There might be a lot of
that sort of thing going on, but there's also much of
the opposite. Either can be smart or silly things for the characters to do. And the characters probably don't have enough information to realise which is which.
It's how it's written, and part of how it is written is whether there's an experience (direct character expertise or an "oh no... I've seen this kind of movie before" kind of awareness) to have them be genre-blind, genre-savvy or
wrong-genre-savvy. And when it's something they might never have expected (that inconveniently shorted circuit was due to Snakes! On your Plane!), you can excuse characters wandering around on their own before they know they're going into danger. And even when they have the initial inklings because they still don't know enough to be Afraid, Be Very Afraid, or consider time-restraints the more vital pressure rather than needing to double[1][2][3]-up at all times.
Then, once it comes to "Ok, gang, we need a multi-part plan to get us to safety and/or negate the danger", there's not likely to be a sit-down meeting with flowcharts and full risk-analysis to cover each and every way in which the still somewhat mysterious nature of the antagonist(ic element) could derail individual or group survival. Military-trained practical awareness (or encyclopædic knowledge of the entire ventilation system) can only go so far.
[1] Not that doubling up totally works, as a pair watching each other's backs are still often enough picked off as essentially two singles due to inopportune separation or momentary inattention/misdirection by the first one to succumb.

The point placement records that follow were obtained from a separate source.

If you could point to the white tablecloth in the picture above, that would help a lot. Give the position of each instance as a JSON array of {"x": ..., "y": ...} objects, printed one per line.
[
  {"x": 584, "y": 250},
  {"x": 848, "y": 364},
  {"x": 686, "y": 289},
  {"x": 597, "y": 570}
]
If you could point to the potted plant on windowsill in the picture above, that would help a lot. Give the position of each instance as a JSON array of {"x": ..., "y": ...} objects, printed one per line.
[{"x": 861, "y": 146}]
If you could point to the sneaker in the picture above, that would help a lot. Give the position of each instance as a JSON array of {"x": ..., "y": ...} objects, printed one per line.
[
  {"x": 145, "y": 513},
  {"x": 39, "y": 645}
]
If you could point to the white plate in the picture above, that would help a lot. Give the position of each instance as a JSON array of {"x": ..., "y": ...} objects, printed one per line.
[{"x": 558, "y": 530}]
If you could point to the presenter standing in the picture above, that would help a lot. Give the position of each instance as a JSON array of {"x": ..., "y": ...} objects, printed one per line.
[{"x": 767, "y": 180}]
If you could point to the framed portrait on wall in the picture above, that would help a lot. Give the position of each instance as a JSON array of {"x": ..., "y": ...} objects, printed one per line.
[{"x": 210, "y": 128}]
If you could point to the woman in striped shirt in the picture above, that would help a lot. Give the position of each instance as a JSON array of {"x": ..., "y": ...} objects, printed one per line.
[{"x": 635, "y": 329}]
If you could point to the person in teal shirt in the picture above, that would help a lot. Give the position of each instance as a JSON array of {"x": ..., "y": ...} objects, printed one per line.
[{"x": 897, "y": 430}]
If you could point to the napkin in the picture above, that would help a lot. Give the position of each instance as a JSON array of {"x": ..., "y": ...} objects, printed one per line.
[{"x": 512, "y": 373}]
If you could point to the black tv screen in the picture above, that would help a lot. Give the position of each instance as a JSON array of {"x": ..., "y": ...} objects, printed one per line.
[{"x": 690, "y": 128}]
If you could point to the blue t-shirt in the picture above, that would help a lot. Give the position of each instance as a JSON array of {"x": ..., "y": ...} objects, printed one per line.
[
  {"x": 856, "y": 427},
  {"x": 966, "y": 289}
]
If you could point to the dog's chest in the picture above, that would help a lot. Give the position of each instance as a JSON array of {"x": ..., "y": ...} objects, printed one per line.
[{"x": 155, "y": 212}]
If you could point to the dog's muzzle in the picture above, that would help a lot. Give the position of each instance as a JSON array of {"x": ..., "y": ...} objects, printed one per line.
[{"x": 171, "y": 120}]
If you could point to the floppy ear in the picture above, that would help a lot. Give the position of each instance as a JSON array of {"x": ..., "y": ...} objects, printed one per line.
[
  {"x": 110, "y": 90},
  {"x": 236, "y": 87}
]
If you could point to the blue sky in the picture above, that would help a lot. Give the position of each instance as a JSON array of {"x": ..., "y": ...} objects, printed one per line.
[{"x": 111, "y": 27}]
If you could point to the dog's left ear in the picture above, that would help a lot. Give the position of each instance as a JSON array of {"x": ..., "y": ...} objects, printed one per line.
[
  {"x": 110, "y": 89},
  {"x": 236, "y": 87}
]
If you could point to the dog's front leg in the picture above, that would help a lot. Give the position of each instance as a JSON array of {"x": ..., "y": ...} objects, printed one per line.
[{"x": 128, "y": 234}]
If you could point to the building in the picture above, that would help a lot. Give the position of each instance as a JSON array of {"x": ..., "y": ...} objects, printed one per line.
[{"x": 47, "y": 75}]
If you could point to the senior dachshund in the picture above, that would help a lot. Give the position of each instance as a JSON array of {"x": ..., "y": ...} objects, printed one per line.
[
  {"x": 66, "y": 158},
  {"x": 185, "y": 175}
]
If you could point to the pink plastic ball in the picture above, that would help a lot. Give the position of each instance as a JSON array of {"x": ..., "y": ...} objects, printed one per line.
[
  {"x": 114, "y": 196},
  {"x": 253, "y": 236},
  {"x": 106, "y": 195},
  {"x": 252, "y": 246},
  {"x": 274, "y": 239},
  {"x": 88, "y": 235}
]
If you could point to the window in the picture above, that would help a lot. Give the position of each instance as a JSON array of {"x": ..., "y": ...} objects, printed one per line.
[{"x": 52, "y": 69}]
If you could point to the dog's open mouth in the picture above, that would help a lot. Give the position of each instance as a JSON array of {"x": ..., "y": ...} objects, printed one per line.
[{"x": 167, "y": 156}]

[2] And if the danger isn't known/assumed to be one of the party, in which case Tripling-Up would be advisable, to prevent easy backstabbing then the rogue element fakes their death/their partner's complicity in order to then start to pick off other pairs at leisure.
[3] It's so easy to over-(/under-)think these things, and get the balance wrong for the situation. Character flaws might help, but the simple lack of omniscience might just be enough to make a few ultimately bad decisions from.